Well, Maria. You got me. Much like a bear, I go into hibernation during the winter months. I reserve my energy by staying in most weekends, eating carb-heavy food and gripping a hot water bottle as if my life depends on it. Shrouded in layers, I cut back on the gym because, learning from the harp seals (natives of the Arctic Ocean), I consider blubber an essential fashion layer.  Knowing full well that summer is the time of year where I truly feel alive, I’m happy to slow it down so that I can ramp it up between the months of April and September.

YOLOALAIS

I divide my year between summer and not summer; those are my seasons. I don’t follow the traditional breakdown of the calendar year like most people, because as soon as there’s a hint of a stretch in the evenings in mid-April, my mindset changes because summertime has begun. Born in September, I mark the end of summer as soon as my birthday is done and dusted, the party acting as the big sayanora to bright mornings, wearing shorts every day of the week and having a steady supply of ice in the freezer for emergency G&Ts in the garden. Using “it’s summer!” as an excuse for doing anything reckless or slightly hedonistic, I live fast and loose during this time. YOLO isn’t a year-long phrase for me so I had to invent a new one.  You only live once, as long as it’s summer — YOLOALAIS, pronounced like Oil of Olay.

Summer officially kicked off last weekend, with the island clutching onto the 17-degree heat for dear life but down in Cork, summer made a double impact. Shacking up in Trabolgan Holiday Village for the second edition of the wonderful music festival It Takes A Village, everyone there embraced the heat as if we were lolling around in the Mediterranean. Lads had their tops off and everyone’s knees were out, naked as the day they were born. Taking advantage of our surroundings, gigs, interviews, cans and breakfast happened out on the rolling lawns, with pals making daisy crowns for each other as the clinking of ice and the hum of laughter trickled through the air. All of the acts on the line up played secret gigs and pop up sets so while you were gathering your bearings from the night before,  you could hear TPM, the hip-hop bowsies from Dundalk, rehearsing or catch the Dublin-based multi-instrumentalist Dowry (Éna Brennan) playing an intimate gig in one of the houses that doubled up as an official after-party spot.

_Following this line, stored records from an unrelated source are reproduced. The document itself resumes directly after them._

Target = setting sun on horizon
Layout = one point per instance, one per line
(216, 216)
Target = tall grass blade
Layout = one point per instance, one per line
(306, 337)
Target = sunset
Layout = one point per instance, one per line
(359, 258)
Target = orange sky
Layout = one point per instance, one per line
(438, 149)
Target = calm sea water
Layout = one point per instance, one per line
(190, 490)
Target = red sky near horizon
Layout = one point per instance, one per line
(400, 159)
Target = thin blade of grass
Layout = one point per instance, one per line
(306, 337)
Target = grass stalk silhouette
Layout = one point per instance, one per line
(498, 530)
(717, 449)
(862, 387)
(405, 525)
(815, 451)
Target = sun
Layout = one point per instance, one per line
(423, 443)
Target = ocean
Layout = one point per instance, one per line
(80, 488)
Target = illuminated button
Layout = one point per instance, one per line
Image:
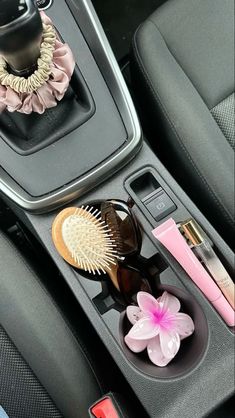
(159, 204)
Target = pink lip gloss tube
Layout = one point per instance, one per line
(169, 235)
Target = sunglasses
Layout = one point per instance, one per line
(131, 277)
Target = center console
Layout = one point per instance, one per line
(103, 156)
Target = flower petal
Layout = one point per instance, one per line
(183, 325)
(170, 302)
(144, 329)
(135, 345)
(155, 352)
(147, 302)
(170, 343)
(134, 313)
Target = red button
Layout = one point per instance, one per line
(104, 409)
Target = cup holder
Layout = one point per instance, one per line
(192, 348)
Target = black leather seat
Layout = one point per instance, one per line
(45, 372)
(183, 73)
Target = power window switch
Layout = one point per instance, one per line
(159, 204)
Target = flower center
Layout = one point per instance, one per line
(162, 318)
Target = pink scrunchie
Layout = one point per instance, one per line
(52, 91)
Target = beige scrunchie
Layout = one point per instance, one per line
(41, 74)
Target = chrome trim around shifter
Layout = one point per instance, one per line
(113, 76)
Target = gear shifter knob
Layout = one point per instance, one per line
(20, 35)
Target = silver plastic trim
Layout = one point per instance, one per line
(111, 72)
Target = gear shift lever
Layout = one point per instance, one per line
(20, 35)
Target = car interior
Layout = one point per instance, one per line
(117, 209)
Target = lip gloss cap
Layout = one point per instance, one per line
(192, 232)
(225, 310)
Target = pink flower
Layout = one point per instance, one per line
(158, 326)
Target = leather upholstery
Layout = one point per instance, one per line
(35, 326)
(183, 66)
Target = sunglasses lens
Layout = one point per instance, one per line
(123, 227)
(131, 282)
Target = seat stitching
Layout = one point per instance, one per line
(158, 100)
(70, 331)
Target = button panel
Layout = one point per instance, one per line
(159, 204)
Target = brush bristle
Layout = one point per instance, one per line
(89, 240)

40 Foot swims, Tangle Twisters for lunch

Capturing that magical feeling of summers gone by, where everyone would play in the shared green of your estate until you were called in for dinner, the injection of vitamin D put everyone in their best mood at It Takes A Village. Hangovers evaporated in that mild warmth — whatever voodoo that is — and the vitamin D just lifted our spirits, setting us on course for a giddy summer of 40 Foot swims, Tangle Twisters for lunch, farmers tans, drinks by the canal, summer smooching and impromptu barbeques. After our long run of four-day weeks already this year, we’re all feeling a little bit loosey-goosey and with good weather on the horizon for next week – weather site yr.no tells me that it will be 20 degrees in Dublin next Thursday —  we haven’t even had time to think about the arrival of Leaving Cert weather.

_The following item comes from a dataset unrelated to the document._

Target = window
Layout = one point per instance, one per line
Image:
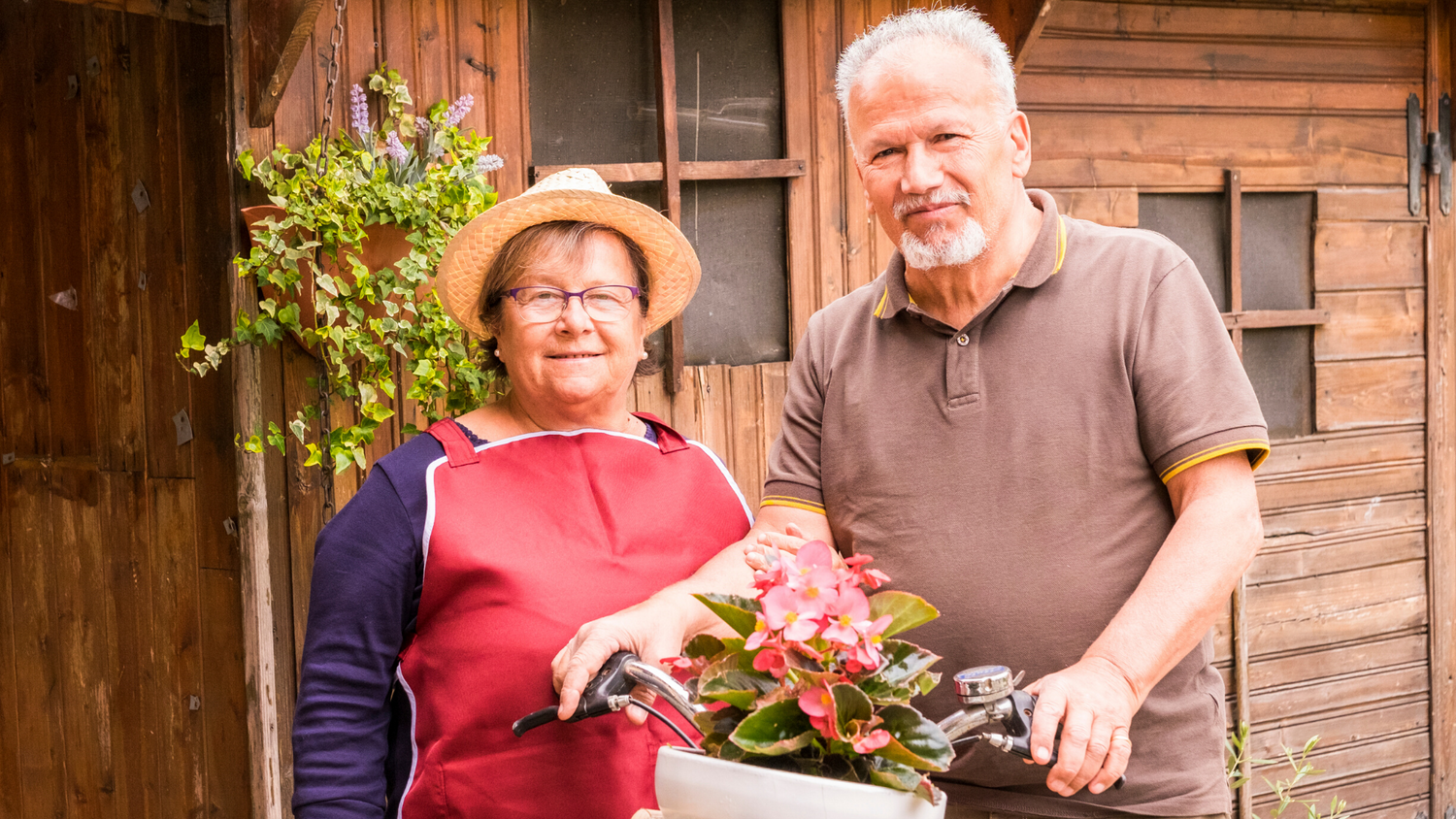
(602, 72)
(1255, 253)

Like happy little crocodiles basking in the sun, mouths open and scales shining, it already feels like this summer will go on forever. No decision will feel like a difficult one and divilment will go without punishment. This summer, our dresses will flow, our shorts from H&M will get their money’s worth 50 times over and when we hit the darkened months, the warmth we both experienced and exuded will keep us ticking over until we can shed our winter coats one more, becoming the summertime babes we were always meant to be.